Recognizing the Signs and Symptoms
Individuals with Edwards syndrome exhibit a wide range of physical and developmental characteristics, including:
- Physical Features:
- Small size at birth (low birth weight)
- Small head (microcephaly)
- Prominent occiput (back of the head)
- Clenched fists with overlapping fingers
- Small jaw (micrognathia)
- Low-set ears
- Heart defects (e.g., ventricular septal defect, patent ductus arteriosus)
- Kidney problems
- Cleft lip or palate
- Clubfoot
- Short, webbed neck
- Rocker-bottom feet
- Developmental Delays:
- Intellectual disability
- Delayed motor skills (e.g., sitting, walking)
- Feeding difficulties
- Seizures
- Respiratory problems
Causes
Edwards syndrome occurs due to a random error during cell division called non-disjunction. This error can happen during the formation of either the egg or sperm cell, resulting in an embryo with three copies of chromosome 18 instead of the usual two.
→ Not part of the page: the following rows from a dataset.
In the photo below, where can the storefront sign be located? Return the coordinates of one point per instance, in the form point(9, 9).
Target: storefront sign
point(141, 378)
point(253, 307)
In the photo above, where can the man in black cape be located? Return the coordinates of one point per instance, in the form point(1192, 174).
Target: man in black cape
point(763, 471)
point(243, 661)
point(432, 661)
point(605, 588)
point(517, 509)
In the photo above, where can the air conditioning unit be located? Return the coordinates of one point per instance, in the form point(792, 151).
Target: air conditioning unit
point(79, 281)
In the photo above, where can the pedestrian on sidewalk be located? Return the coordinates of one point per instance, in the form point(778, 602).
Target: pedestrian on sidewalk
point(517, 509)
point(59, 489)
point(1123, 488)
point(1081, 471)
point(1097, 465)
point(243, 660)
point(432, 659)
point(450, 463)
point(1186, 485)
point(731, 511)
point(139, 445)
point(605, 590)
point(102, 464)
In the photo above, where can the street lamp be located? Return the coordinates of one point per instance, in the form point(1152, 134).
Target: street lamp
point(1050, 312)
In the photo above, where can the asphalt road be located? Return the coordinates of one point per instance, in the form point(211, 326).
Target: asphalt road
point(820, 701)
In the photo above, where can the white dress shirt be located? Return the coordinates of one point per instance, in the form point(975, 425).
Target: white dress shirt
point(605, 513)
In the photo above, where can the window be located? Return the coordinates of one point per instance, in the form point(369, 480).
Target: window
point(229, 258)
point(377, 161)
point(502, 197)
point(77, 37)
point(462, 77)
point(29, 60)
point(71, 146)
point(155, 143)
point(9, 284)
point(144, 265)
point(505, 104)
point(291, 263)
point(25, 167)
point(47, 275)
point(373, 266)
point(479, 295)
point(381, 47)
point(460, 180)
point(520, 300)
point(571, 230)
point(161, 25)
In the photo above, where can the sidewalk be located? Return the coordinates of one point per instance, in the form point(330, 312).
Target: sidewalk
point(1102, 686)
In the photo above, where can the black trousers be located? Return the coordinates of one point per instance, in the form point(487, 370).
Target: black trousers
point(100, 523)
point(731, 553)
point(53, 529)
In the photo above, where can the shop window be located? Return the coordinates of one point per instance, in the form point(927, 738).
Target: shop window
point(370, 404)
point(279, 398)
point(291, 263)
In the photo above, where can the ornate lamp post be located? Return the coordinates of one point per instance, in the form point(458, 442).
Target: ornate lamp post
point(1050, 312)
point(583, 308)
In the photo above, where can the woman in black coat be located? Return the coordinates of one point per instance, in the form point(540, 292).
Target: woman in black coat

Inheritance/recurrence risk
Edwards syndrome is not usually inherited. The majority of cases occur due to a random error during cell division. However, there is a small chance of the condition recurring in future pregnancies. The risk of recurrence depends on several factors, including the age of the parents and the specific cause of the syndrome. Genetic counseling can help assess the risk of recurrence in future pregnancies.